To come up with our “break-even point,” we needed to consider our fixed costs (rent, utilities, paying employees, paying ourselves) and our start-up costs (working capital, inventory to open, marketing, store renovations). I could see hours and hours of research ahead of us.
When it came time to talk about applying for a small business loan, Phil surprised me by saying that his bank was only interested in a 1- to 1-1/2-page business plan. I had heard that business plans were supposed to be long and complex, so this bit of news came as a relief to me.
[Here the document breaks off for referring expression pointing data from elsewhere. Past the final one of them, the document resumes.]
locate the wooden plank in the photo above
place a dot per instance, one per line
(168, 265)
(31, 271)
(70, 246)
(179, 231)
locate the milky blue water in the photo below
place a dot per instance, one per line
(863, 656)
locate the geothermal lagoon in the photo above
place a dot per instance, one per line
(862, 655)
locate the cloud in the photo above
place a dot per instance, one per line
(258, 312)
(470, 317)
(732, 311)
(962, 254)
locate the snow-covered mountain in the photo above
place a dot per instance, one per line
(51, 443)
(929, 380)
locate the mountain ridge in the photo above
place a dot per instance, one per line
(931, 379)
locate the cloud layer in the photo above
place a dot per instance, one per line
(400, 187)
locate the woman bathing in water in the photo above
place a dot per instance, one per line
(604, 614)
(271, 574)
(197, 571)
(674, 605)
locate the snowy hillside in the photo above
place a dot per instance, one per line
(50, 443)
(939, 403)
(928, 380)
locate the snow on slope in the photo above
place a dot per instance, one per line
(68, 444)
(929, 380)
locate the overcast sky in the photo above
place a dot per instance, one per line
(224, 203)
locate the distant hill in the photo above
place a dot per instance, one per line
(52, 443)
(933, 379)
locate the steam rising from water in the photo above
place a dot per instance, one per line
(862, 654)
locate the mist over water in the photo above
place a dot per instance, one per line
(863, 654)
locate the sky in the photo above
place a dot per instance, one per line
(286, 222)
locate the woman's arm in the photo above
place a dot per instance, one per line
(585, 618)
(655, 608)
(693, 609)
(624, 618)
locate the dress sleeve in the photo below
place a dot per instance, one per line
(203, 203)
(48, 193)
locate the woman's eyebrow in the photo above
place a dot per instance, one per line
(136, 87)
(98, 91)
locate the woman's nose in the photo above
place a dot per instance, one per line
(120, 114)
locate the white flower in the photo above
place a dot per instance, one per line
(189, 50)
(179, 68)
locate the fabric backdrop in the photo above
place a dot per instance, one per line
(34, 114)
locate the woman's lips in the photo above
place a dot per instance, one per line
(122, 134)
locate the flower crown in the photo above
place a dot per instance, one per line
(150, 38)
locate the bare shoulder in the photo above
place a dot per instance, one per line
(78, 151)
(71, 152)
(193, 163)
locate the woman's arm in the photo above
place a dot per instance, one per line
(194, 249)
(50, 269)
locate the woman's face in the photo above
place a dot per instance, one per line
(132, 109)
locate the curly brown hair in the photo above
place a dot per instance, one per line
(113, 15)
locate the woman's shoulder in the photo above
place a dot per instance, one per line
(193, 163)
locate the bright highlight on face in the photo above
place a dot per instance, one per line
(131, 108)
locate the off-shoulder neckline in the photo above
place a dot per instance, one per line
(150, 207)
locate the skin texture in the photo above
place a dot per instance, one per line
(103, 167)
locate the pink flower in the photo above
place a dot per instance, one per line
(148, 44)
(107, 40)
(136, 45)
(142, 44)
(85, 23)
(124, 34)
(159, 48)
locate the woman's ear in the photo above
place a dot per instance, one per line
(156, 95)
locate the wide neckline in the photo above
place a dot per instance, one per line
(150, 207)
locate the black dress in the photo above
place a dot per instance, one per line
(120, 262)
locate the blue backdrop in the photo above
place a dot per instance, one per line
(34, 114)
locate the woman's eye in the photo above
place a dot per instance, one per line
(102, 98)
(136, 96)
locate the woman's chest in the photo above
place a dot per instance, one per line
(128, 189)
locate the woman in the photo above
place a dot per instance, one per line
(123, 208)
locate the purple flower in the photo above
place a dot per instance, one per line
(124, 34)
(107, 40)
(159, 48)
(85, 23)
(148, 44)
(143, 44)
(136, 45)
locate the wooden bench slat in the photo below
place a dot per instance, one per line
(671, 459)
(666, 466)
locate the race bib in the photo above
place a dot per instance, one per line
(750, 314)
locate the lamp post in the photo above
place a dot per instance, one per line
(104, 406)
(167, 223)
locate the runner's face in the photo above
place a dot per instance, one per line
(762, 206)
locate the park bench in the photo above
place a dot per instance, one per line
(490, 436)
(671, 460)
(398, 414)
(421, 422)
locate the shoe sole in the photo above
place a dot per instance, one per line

The business plan that he wanted needed to include:
- The name of our store
- The location of our store
- A description of what our store will sell
- Our resumes
- A summary of how we will manage the store
- Our financial projections over two years on a month-to-month basis
Coming up with our financial projections seemed like it would be the most difficult part of writing the business plan. How do you anticipate how much things are going to cost—and how much money you are going to make?
Finally, Phil started talking about the types of loans available to us and used a word that scared Anna and Jamison—collateral. Collateral is an item that is pledged to guarantee the repayment of a loan, such as property. Since they were both homeowners, the bank would want to use their houses as collateral. As I was still an apartment-dweller, I had nothing to put up as collateral. Needless to say, that didn’t sit well with Anna and Jamison…
As a small business, we would be entitled to an SBA guarantee, which, as Phil explained poorly, meant that the U.S. Small Business Administration would guarantee 75% to 80% of the loan. To be honest, I was confused as to the role of the SBA with regard to our loan. Based on our rough estimate that we’d need a $50,000 loan, Phil said we were looking at 7.5% interest on a seven-year loan with a 20% down payment.
When I talked to my father after the meeting, he thought 7.5% interest seemed high and recommended we meet with another bank to see what it could offer. He also suggested that once Anna, Jamison, and I created our partnership agreement (since Anna was a lawyer, she’d probably write it), I get my own lawyer to look it over.
I never felt as incompetent as I did after our meeting with the small business banker. At Boston University, I graduated from the communications school, COM, or the “College of Optional Math.” Rather than feeling excited about the progress we were making, I was beginning to think that Anna, Jamison, and I were in over our heads. I wanted to do something with no math involved, so I decided we should focus on naming our business.